(Reuters) - Twitter TWTR.N and Facebook FB.O late on Monday both flagged posts by President Donald Trump that claimed a U.S. Supreme Court decision on mail-in voting in Pennsylvania would lead to "rampant" fraud and was "very dangerous."
Twitter hid the president’s tweet, sent the day before the U.S. presidential election, behind a label which said the content was “disputed” and “might be misleading.”

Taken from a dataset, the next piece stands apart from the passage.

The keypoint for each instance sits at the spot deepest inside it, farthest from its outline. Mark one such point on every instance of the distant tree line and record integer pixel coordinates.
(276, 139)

Trump and his Republican allies have repeatedly said, without evidence, that mail-in votes are prone to fraud, although election experts say that is rare in U.S. elections. Trump’s tweet also said the Supreme Court’s decision would “induce violence in the streets.”

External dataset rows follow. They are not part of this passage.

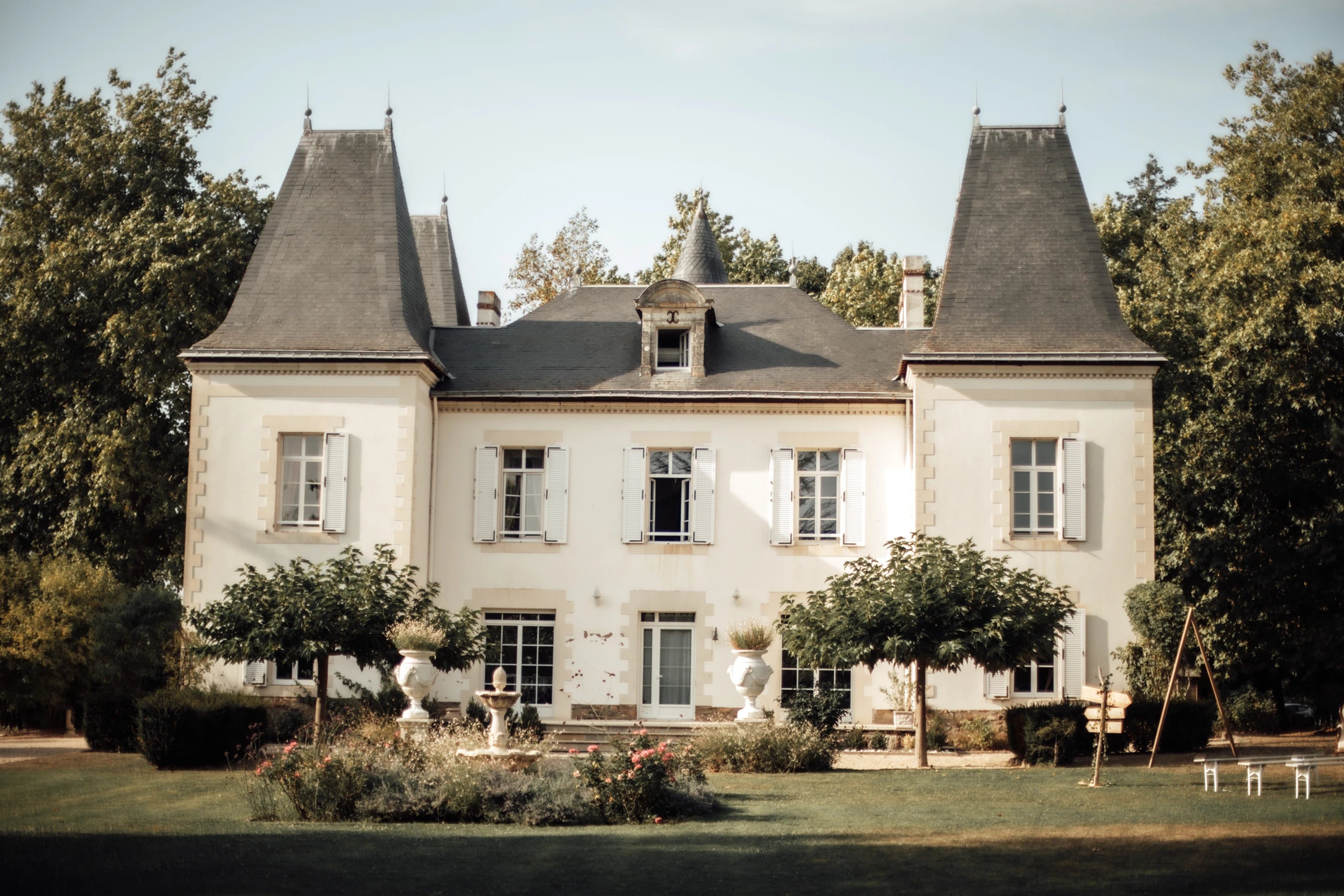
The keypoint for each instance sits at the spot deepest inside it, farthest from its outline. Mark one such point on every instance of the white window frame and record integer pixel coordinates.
(529, 474)
(685, 535)
(520, 620)
(819, 474)
(1035, 493)
(683, 354)
(303, 460)
(651, 675)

Social media companies are under pressure to curb misinformation on their platforms ahead of the U.S. election. Twitter has labeled or put warnings on tweets from Trump multiple times this year for violating its rules.

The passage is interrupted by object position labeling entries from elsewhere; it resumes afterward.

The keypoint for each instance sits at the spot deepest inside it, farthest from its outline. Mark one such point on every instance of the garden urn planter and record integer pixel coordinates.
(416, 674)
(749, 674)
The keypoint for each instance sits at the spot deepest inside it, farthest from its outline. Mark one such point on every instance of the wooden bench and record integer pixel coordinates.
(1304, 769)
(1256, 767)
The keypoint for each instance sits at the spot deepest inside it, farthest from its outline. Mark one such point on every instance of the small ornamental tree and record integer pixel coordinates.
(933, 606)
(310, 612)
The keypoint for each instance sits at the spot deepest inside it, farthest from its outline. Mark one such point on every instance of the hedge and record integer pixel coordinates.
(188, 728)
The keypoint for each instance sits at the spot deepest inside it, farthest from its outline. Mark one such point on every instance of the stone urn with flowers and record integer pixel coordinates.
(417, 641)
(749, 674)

Twitter also prevented users from retweeting or replying to the post, allowing only ‘quote tweets.’ It said the tweets will also not be algorithmically recommended by its systems.
The Election Integrity Partnership, who tweeted that Twitter took action about 40 minutes after Trump’s tweet was sent, said would “be wise” to pick up the pace.
“Twitter’s action effectively stopped the tweet’s spread. However, it had already been retweeted 55K+ times and favorited 126K+ times. This is as much or more reach than most other tweets put out by @realDonaldTrump today,” the research group tweeted.
The U.S. Supreme Court last week allowed extended deadlines for receiving mail-in ballots in Tuesday’s election in Pennsylvania and North Carolina, states pivotal to Trump’s re-election chances.
The decision let stand a ruling by Pennsylvania’s top court allowing mail-in ballots postmarked by Election Day and received up to three days later to be counted.
Facebook added a disclaimer to Trump’s post, which had been shared 4,200 times, saying that voting by mail and voting in person have a “history of trustworthiness” in the United States, with voter fraud being extremely rare.